Having national control over monetary policy has real value. One of the basic structural problems with the European Union is that there is a lot of real diversity among the various national economies within the bloc, and, when there are economic challenges, forcing Germany and Greece to follow a single monetary policy can have some pretty hairy and unpleasant side effects. (The euro is a very fine mascot for European solidarity, but the single currency has always seemed to me among the least desirable features of European economic union. The benefits of having national monetary flexibility surely outweigh the costs that would be imposed by currency exchange in a nearly frictionless digital world, even accounting for the need for some businesses to hedge against exchange-rate risk.) Maybe the Greeks are better off in general with monetary policy dictated by Brussels, but the arrangement takes an important policy tool out of the toolbox. And substituting good governance by foreigners for reform at home is a model with obvious built-in limitations.
Whether Argentina would be better off with a monetary policy dictated by Washington is far from obvious. What they really need is a fiscal policy contracted out to Stockholm or Oslo or Copenhagen. Say what you will about those Nordic welfare states, but our northern friends tend to have debt/GDP ratios a heck of a lot lower than we do in the United States: Sweden’s debt was under 30 percent of GDP as of June, whereas in the United States it is more like 120 percent. There’s more to national prosperity than low public debt (Singapore has relatively high levels of public debt, while Afghanistan has almost none), but piling up unsustainable amounts is a good way to hobble an economy—or wreck it.
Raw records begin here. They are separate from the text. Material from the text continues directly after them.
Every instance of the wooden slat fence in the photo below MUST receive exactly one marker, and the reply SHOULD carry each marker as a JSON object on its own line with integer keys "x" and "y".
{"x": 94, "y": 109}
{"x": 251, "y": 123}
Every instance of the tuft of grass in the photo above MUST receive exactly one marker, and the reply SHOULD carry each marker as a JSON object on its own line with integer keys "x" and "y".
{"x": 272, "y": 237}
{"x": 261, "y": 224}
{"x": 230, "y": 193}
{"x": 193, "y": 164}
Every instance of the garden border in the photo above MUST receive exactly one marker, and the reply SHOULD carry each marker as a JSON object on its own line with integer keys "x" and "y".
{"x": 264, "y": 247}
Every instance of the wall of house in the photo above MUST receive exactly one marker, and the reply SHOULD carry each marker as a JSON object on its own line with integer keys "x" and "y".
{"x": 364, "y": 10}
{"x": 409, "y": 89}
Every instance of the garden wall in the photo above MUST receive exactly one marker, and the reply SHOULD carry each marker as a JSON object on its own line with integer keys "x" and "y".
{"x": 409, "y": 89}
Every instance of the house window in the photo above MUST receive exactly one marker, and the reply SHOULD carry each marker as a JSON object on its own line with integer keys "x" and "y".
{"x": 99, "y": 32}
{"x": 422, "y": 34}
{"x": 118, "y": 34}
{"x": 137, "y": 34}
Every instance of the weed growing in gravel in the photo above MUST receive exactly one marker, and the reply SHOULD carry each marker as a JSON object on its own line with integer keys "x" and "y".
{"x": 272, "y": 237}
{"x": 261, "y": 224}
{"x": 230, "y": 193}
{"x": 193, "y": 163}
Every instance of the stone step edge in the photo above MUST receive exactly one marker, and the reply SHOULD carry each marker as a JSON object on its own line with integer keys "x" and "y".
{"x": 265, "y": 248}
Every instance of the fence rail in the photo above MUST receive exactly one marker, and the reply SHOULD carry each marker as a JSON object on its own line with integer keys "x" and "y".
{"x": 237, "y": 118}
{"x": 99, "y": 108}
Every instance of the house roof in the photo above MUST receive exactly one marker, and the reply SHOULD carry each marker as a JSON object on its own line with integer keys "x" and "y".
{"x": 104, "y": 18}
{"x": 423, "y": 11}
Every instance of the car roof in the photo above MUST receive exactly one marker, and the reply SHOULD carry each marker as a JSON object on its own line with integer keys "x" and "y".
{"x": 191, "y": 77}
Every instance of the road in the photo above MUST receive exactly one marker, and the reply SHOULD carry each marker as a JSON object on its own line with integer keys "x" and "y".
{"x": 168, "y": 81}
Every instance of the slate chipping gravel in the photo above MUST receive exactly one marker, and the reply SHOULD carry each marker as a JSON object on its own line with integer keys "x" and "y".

Milei’s dollarization scheme is, from this point of view, probably best understood as a gimmick, as “magical thinking” as Paul Krugman puts it in an interesting and useful column. It is a single, dramatic policy that can be done all at once, whereas Argentina’s real economic problems require a hundred thousand smaller reforms—along with effort and discipline that have to be sustained for a very long time, across different governments and in different economic situations. Time will tell if Milei is the kind of leader who can lead that sort of long-term effort. But without fixing the fiscal side, expectations for monetary reform—even a radical program such as dollarization—should be modest.
Of course, that isn’t true only for Argentina—it’s true for the United States as well. And, unlike countries with smaller economies, the United States cannot outsource big policy portfolios to better-governed foreign powers, tempting as it might be to deputize the Swiss, the New Zealanders, or even the Canadians to handle issues with which they have demonstrated a particularly compelling competency.
There just aren’t enough Swiss francs or Kiwi bureaucrats to go around.